Boland Mary Regina, Tatonetti Nicholas P, Hripcsak George
Department of Biomedical Informatics, Columbia University, New York, NY USA ; Observational Health Data Sciences and Informatics (OHDSI), Columbia University, 622 West 168th Street, PH-20, New York, NY USA.
Department of Biomedical Informatics, Columbia University, New York, NY USA ; Observational Health Data Sciences and Informatics (OHDSI), Columbia University, 622 West 168th Street, PH-20, New York, NY USA ; Department of Systems Biology, Columbia University, New York, NY USA ; Department of Medicine, Columbia University, New York, NY USA.
J Biomed Semantics. 2015 Apr 6;6:14. doi: 10.1186/s13326-015-0010-8. eCollection 2015.
Electronic Health Records (EHRs) contain a wealth of information useful for studying clinical phenotype-genotype relationships. Severity is important for distinguishing among phenotypes; however other severity indices classify patient-level severity (e.g., mild vs. acute dermatitis) rather than phenotype-level severity (e.g., acne vs. myocardial infarction). Phenotype-level severity is independent of the individual patient's state and is relative to other phenotypes. Further, phenotype-level severity does not change based on the individual patient. For example, acne is mild at the phenotype-level and relative to other phenotypes. Therefore, a given patient may have a severe form of acne (this is the patient-level severity), but this does not effect its overall designation as a mild phenotype at the phenotype-level.
We present a method for classifying severity at the phenotype-level that uses the Systemized Nomenclature of Medicine - Clinical Terms. Our method is called the Classification Approach for Extracting Severity Automatically from Electronic Health Records (CAESAR). CAESAR combines multiple severity measures - number of comorbidities, medications, procedures, cost, treatment time, and a proportional index term. CAESAR employs a random forest algorithm and these severity measures to discriminate between severe and mild phenotypes.

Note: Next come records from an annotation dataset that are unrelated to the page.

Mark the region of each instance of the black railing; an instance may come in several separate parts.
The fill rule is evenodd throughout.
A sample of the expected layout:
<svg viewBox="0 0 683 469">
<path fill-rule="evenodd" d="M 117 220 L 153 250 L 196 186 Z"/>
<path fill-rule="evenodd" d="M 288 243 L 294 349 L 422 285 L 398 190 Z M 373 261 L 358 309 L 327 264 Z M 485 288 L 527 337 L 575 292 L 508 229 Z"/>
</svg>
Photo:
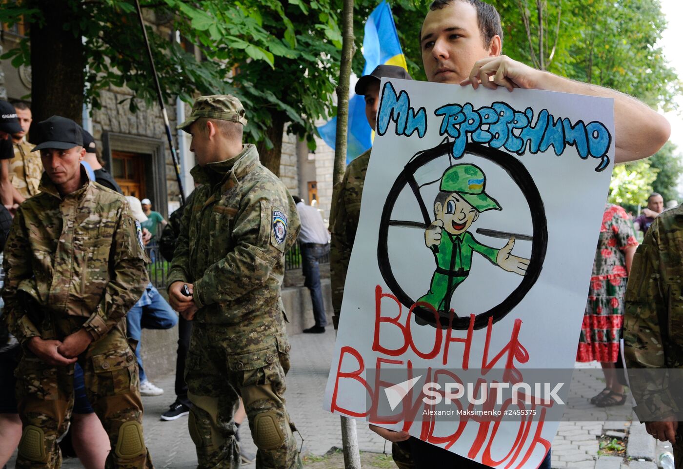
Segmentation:
<svg viewBox="0 0 683 469">
<path fill-rule="evenodd" d="M 328 253 L 320 258 L 321 264 L 326 264 L 330 262 L 330 254 Z M 301 268 L 301 243 L 298 239 L 292 246 L 292 249 L 285 254 L 285 270 Z"/>
<path fill-rule="evenodd" d="M 145 247 L 147 255 L 152 263 L 147 266 L 147 273 L 150 276 L 150 282 L 158 289 L 166 289 L 166 278 L 168 277 L 171 263 L 163 258 L 159 252 L 159 247 L 151 243 Z"/>
</svg>

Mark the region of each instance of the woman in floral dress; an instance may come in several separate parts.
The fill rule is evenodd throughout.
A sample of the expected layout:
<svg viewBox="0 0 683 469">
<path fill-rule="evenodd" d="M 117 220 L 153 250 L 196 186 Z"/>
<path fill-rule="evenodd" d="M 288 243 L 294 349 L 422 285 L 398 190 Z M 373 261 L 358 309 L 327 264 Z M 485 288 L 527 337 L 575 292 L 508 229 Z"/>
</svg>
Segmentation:
<svg viewBox="0 0 683 469">
<path fill-rule="evenodd" d="M 619 358 L 624 323 L 624 295 L 637 247 L 633 226 L 626 211 L 618 205 L 607 204 L 576 353 L 576 361 L 597 360 L 602 366 L 607 386 L 591 399 L 600 407 L 626 402 L 615 363 Z"/>
</svg>

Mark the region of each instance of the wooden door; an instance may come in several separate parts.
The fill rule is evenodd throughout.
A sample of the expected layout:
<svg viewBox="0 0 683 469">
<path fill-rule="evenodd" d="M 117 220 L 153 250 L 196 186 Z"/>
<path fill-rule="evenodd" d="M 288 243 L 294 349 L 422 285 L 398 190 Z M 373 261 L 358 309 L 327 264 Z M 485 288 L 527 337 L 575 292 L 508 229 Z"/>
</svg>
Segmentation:
<svg viewBox="0 0 683 469">
<path fill-rule="evenodd" d="M 144 158 L 145 155 L 138 153 L 111 152 L 111 175 L 121 186 L 124 196 L 139 199 L 146 197 Z"/>
</svg>

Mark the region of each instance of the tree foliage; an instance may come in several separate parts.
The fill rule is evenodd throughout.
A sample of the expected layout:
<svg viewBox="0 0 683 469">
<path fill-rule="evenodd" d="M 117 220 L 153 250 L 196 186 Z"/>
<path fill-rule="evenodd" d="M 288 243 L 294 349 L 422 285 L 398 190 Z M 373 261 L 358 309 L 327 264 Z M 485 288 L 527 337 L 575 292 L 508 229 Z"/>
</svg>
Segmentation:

Using a random forest algorithm and these severity measures as input, CAESAR differentiates between severe and mild phenotypes (sensitivity = 91.67, specificity = 77.78) when compared to a manually evaluated reference standard (k = 0.716).
CAESAR enables researchers to measure phenotype severity from EHRs to identify phenotypes that are important for comparative effectiveness research.
电子健康记录(EHRs)包含大量有助于研究临床表型 - 基因型关系的信息。严重程度对于区分表型很重要;然而,其他严重程度指数是对患者层面的严重程度进行分类(例如,轻度与急性皮炎),而非表型层面的严重程度(例如,痤疮与心肌梗死)。表型层面的严重程度独立于个体患者的状态,并且相对于其他表型而言。此外,表型层面的严重程度不会因个体患者而改变。例如,痤疮在表型层面是轻度的,并且相对于其他表型也是如此。因此,给定患者可能患有严重形式的痤疮(这是患者层面的严重程度),但这并不影响其在表型层面整体被指定为轻度表型。
我们提出一种在表型层面进行严重程度分类的方法,该方法使用医学系统命名法 - 临床术语。我们的方法称为从电子健康记录中自动提取严重程度的分类方法(CAESAR)。CAESAR结合了多种严重程度度量指标——合并症数量、用药情况、手术操作、费用、治疗时间以及一个比例指数项。CAESAR采用随机森林算法以及这些严重程度度量指标来区分严重和轻度表型。
将随机森林算法和这些严重程度度量指标作为输入,与人工评估的参考标准相比(κ = 0.716),CAESAR能够区分严重和轻度表型(敏感性 = 91.67,特异性 = 77.78)。
CAESAR使研究人员能够从电子健康记录中测量表型严重程度,以识别对比较效果研究重要的表型。